Yeah, he’d simply managed to push that second one high enough that he could slip between them.

When I managed to lock them together, he overturned his toy buckets to get out.  Though he couldn’t really verbalize it, I got the message loud and clear: There ain’t a prison built that I can’t bust out of.

Things didn’t really change as he grew.

The biggest things to know about my son is that he’s a creative spirit that needs to understand how things work.  To put it another way, he likes to tear things apart.  And he’s never been a colour-inside-the-lines kid.

Every parent thinks their kid is brilliant.  But we know he is.  When teachers were lazily writing him off in school (ironically, because they considered him lazy), we ran him through a battery of tests.  The testers, when talking about his performance, typically looked at us wide-eyed, shaking their heads.  They’d never seen a kid perform so well on some of the tests.  He got answers right they’d never seen done before.  He did it all in his head, multi-part math questions and spatial problems that made my brain sweat to think of determining an answer.

And he’d just shrug.  It’s the way he works.  So, he wasn’t lazy, as those lazy teachers thought.  The explanation for his performance that’s always stuck with me is this one:  Imagine you’ve just bought a high-performance sports car.  Now imagine you’re driving it off the lot, itching to experience some speed.  Now imagine everytime you drive it, you’re faced with nothing but speed bumps.

That’s what my son was facing.  Not laziness.  Speed bumps.

And now, at fifteen and virtually the same height as me, my baby boy now at the cusp of being a very handsome man, it’s his mind that fascinates me.  He sees things so differently at times, makes some of the most incredible connections.

And his sense of humour never fails to absolutely flatten me.  Aside from my best friend, my son is the only other one I can count on to say something so unexpected, so funny, and so out of left field, that he leaves me teary-eyed and gasping for breath from the belly laughs.
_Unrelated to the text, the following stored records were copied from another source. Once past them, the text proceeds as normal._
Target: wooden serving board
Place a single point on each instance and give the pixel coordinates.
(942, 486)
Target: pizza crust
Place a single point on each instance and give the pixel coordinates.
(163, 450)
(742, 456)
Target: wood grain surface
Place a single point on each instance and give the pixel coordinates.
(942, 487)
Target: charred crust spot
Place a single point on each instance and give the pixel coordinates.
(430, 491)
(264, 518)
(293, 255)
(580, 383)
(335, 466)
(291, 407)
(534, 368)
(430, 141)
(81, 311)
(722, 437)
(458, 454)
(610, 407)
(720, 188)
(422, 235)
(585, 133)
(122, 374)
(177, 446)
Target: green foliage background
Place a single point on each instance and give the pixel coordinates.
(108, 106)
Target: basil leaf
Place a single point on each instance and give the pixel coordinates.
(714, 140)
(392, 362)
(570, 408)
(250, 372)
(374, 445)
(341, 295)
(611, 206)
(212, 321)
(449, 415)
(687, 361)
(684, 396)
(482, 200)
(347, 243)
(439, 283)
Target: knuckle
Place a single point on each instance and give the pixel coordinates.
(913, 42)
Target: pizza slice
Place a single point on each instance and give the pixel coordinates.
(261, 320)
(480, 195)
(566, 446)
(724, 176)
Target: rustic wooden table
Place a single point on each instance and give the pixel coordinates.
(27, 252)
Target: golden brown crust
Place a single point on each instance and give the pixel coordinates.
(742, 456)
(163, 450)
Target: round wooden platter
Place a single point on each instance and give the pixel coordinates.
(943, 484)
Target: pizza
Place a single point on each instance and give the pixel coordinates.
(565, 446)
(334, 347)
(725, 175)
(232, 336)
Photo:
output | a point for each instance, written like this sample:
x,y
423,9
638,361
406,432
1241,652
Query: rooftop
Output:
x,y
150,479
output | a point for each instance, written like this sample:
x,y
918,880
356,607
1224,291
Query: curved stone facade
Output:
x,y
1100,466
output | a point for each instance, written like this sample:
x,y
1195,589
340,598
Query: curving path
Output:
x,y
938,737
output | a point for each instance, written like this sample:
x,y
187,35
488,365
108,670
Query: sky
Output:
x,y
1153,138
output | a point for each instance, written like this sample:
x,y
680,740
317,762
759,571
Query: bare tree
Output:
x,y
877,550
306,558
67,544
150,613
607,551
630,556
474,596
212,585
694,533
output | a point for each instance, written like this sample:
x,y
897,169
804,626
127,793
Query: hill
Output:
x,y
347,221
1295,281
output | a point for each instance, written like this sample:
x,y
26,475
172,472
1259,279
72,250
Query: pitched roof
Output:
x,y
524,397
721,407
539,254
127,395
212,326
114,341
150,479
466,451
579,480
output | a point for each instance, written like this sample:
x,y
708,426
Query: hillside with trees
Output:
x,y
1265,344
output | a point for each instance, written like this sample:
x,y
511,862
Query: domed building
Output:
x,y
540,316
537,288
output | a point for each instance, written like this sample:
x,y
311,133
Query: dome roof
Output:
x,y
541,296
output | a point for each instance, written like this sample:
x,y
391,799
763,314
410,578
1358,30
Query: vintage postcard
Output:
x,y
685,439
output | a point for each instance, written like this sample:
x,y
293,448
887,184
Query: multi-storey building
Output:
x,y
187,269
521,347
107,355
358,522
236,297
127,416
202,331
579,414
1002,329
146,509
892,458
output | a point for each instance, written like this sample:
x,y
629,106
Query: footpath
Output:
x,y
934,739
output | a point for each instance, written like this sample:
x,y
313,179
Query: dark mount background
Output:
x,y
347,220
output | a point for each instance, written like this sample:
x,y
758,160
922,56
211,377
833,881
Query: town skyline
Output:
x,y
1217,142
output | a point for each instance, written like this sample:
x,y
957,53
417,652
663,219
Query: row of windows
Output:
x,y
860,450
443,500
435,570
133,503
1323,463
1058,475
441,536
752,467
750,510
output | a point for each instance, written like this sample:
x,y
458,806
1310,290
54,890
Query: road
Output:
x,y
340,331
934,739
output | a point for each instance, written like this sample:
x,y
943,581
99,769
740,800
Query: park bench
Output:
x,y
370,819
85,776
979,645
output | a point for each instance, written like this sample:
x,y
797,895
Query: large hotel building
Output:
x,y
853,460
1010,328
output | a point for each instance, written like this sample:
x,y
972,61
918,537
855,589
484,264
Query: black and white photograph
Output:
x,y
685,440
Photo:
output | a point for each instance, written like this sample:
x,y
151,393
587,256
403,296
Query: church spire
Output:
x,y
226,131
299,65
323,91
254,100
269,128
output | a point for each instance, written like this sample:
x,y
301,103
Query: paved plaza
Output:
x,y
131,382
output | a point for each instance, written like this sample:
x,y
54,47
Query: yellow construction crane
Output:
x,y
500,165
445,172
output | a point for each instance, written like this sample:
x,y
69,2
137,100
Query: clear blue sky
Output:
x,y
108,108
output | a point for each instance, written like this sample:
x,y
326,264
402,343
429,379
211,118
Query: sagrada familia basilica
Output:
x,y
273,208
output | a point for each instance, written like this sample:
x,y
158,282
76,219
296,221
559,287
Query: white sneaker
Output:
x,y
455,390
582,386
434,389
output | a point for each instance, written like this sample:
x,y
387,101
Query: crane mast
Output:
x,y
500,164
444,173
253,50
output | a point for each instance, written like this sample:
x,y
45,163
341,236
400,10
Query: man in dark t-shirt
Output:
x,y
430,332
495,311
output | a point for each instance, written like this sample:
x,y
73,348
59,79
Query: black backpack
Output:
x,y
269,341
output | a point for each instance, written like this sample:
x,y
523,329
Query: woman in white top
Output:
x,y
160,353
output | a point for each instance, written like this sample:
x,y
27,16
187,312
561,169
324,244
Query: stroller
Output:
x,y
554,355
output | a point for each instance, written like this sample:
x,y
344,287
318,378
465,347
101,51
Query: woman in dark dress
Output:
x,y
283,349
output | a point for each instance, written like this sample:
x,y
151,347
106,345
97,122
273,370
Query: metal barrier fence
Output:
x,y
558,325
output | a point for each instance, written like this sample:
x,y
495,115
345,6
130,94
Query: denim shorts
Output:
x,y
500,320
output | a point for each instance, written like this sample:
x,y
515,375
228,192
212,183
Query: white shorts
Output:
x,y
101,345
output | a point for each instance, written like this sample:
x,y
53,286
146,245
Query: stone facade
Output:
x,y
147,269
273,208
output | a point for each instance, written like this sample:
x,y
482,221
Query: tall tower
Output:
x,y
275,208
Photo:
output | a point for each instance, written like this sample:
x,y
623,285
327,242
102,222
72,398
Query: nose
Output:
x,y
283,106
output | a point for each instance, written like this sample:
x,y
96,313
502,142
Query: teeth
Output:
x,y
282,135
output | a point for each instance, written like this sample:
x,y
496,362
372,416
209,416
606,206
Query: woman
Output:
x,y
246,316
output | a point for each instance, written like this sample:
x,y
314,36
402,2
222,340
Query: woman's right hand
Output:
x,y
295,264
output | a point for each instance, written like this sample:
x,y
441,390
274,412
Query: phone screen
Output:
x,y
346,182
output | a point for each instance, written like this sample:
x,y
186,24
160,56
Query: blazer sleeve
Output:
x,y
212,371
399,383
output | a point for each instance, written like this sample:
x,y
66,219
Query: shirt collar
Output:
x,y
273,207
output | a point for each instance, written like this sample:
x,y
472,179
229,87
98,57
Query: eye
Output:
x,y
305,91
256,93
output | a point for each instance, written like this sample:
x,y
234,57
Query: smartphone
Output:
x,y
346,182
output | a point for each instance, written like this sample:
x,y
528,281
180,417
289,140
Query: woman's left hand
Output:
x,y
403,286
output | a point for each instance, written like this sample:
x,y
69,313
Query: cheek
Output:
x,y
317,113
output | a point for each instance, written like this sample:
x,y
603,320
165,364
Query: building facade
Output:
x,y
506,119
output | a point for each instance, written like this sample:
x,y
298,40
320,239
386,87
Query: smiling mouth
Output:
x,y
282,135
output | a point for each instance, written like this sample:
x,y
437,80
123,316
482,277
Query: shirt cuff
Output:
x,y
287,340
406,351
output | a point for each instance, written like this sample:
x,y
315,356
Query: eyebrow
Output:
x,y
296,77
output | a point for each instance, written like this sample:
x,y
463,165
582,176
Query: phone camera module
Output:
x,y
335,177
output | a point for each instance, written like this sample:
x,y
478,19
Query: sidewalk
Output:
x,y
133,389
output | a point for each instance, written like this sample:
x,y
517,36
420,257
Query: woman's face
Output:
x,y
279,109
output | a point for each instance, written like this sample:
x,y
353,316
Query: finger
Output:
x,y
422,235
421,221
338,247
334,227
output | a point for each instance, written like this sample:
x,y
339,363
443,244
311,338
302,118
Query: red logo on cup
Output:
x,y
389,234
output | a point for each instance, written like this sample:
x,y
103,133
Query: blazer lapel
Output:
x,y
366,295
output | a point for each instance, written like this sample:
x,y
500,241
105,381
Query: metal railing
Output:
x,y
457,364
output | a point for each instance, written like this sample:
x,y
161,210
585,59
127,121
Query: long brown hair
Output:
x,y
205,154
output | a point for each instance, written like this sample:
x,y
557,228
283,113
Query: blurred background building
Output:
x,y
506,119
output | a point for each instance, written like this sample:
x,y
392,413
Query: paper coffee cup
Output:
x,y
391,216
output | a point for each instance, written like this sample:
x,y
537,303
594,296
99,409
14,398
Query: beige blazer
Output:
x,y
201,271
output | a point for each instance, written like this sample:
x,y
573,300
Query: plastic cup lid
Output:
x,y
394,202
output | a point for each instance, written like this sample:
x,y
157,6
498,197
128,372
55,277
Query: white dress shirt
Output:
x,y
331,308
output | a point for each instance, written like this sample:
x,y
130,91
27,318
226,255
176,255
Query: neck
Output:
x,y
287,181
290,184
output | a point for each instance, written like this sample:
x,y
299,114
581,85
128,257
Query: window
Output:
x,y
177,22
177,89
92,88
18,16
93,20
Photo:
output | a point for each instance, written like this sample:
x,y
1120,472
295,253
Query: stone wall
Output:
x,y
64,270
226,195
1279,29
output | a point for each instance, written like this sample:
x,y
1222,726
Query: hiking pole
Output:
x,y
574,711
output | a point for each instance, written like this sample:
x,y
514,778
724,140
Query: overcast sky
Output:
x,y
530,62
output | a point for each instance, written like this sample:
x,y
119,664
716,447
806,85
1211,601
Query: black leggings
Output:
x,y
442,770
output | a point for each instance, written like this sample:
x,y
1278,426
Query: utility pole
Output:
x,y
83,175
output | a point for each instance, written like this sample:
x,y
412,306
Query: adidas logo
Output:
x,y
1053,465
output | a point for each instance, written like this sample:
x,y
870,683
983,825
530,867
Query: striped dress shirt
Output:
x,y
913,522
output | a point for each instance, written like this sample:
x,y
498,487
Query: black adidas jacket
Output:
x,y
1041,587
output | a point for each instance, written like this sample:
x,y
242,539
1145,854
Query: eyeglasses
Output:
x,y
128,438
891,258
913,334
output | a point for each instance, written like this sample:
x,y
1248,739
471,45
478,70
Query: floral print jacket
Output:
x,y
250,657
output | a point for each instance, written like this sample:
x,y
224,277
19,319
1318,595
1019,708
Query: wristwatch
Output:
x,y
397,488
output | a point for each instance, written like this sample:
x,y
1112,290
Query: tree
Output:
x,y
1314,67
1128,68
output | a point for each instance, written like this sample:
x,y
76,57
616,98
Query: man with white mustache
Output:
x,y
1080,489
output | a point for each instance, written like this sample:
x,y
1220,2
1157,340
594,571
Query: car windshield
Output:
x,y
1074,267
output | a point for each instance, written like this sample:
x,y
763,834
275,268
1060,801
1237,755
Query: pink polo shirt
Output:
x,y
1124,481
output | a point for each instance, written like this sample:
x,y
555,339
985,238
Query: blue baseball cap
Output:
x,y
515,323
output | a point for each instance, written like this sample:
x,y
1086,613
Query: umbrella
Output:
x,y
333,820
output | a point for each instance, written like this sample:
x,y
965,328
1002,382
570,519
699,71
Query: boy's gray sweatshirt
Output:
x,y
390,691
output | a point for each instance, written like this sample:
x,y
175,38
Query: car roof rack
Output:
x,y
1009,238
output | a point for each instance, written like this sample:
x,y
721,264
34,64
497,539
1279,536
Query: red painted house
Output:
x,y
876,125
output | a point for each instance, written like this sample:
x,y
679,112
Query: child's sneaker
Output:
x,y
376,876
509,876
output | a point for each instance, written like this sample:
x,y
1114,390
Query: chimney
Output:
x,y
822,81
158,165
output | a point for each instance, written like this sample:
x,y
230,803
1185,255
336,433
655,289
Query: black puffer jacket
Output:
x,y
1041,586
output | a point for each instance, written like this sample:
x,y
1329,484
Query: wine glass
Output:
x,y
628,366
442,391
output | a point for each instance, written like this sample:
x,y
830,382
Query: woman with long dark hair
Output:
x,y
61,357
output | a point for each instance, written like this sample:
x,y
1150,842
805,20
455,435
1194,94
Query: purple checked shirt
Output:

He’s never going to be your typical, normal guy.  And there’s times it pains me knowing the tough road he will face at times with a mind and personality like his.  But I look at him and all I see is vast, unlimited possibilities.

Like I said, fifteen years ago, life took a left turn.  And we’ve been lead down some incredible roads since then.  We’ve been shown amazing wonderful things.  All from our Friday the Thirteenth kid.

And, challenging as it’s been, it’s also been a hell of a fun ride.  I eagerly look forward to what’s next.

I just hope it’s better than eating rocks.

Happy Birthday, Hunter.  I love you, dude.